I'm not really good with routers, and not sure where the problem is exactly, your help would be much appreciated.
Thank you for your time.

None of them has any hits, so it doesn't look like any packet matching these rules made it to the wan interface of the router.

3 Likes

Are you sure that the packets are all UDP? Maybe try TCP + UDP, or maybe all protocols?

2 Likes

Or, these days almost more importantly, are you sure that you have a globally routable IPv4 address on WAN and that your ISP isn't using cgNAT?

4 Likes

I'm using https://www.yougetsignal.com/tools/open-ports/ to check if the port is open or not and it says it's closed.
To open ports I just added entries in Firewall - Port Forwards, do I need to do anything else?

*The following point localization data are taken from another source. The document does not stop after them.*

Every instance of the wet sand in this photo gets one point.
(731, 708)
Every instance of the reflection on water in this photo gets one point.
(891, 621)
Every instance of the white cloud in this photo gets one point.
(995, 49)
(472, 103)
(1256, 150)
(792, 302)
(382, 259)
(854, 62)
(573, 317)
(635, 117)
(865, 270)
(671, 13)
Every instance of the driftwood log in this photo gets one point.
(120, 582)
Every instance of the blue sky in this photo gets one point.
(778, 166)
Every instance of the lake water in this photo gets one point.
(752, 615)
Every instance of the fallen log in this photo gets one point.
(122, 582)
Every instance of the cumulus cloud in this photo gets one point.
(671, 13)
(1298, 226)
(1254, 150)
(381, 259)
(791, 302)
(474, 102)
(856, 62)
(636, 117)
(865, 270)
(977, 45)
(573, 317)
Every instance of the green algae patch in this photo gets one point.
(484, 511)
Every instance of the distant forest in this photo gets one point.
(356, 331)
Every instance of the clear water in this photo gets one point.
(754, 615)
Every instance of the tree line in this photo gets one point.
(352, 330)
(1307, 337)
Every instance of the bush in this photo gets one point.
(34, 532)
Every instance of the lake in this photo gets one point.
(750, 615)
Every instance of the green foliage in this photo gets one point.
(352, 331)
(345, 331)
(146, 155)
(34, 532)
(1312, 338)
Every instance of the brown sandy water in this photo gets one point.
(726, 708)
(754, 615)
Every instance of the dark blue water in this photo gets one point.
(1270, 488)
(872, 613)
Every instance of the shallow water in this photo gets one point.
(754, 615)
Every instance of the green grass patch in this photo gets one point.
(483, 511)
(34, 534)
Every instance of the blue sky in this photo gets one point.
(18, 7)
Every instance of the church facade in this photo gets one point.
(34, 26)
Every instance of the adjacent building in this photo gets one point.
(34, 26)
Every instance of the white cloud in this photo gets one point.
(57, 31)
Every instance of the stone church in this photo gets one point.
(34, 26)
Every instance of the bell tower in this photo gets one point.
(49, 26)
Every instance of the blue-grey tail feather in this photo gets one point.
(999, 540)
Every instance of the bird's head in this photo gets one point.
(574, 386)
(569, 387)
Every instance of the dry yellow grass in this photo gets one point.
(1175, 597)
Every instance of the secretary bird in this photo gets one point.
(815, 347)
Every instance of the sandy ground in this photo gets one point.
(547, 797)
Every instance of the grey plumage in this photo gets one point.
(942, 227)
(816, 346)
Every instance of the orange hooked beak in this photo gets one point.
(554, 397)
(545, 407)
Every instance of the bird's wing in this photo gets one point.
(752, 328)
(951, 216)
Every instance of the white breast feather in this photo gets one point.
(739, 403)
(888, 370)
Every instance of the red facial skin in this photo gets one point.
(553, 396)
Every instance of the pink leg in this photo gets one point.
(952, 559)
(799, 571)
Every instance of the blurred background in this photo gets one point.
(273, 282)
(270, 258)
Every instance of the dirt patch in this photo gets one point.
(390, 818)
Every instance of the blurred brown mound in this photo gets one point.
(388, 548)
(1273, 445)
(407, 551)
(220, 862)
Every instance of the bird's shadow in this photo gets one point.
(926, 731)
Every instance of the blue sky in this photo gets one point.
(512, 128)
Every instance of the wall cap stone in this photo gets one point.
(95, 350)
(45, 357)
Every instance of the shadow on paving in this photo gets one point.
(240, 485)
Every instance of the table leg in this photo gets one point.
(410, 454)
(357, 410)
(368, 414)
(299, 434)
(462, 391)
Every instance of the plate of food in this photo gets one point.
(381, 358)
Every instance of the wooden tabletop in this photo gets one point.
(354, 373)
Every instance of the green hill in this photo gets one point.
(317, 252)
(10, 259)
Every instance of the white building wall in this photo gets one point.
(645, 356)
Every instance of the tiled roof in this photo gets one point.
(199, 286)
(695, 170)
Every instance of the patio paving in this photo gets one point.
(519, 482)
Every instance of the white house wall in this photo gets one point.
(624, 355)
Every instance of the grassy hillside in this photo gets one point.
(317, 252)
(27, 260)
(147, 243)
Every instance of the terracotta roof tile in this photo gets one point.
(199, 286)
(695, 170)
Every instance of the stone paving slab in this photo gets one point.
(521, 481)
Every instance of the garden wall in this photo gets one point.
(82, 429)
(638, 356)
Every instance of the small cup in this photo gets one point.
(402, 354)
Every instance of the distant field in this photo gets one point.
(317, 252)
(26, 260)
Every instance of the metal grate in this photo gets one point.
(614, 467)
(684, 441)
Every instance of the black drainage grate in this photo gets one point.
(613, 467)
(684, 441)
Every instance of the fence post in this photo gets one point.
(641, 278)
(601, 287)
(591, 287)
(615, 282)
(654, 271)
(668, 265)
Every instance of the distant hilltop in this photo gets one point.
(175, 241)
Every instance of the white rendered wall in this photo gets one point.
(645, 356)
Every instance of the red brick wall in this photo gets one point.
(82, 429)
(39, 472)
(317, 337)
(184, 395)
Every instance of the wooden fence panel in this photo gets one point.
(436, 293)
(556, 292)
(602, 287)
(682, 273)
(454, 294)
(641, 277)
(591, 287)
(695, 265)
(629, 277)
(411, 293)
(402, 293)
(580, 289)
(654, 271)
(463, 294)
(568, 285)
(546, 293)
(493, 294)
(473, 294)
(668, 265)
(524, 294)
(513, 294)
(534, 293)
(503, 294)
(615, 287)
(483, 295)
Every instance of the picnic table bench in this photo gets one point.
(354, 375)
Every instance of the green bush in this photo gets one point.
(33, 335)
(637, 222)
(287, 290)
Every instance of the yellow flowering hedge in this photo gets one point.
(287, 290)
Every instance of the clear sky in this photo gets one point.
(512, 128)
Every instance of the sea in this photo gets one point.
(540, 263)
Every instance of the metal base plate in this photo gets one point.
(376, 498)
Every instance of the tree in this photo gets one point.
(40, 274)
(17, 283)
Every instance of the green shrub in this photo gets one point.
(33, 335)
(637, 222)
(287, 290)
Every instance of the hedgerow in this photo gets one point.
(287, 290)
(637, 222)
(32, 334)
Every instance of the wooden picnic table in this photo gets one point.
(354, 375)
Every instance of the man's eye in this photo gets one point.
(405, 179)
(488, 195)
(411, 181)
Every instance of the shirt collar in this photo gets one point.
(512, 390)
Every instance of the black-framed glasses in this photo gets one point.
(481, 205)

I've tried already still the same.
Do I need to configure traffic rules in the firewall as well? I only added in port forwards?

Yes, I'm sure.
I checked my ip address on https://www.whatismyip.com/ and it's matching the IP on my wan connection.

And do you know for sure they aren't blocking incoming traffic?

1 Like

Yes, I do.
I had a doubt about this router, so I used a dlink router to open a port and it worked but not with openwrt router.

You don't need anything else. Also don't use such tools. Try to connect to the server port yourself, from the internet (e.g from a mobile phone on mobile data, not wifi). At the same time monitor the hit counters on the DNAT rules: iptables-save -t nat -c | grep cctv

Have you verified that the device is online and listening for connections if you attempt to connect locally (192.168.1.110)? You should be getting hits on the firewall, so this may not be the only issue, but the device must be listening for connections or it will appear that port forwarding isn't working.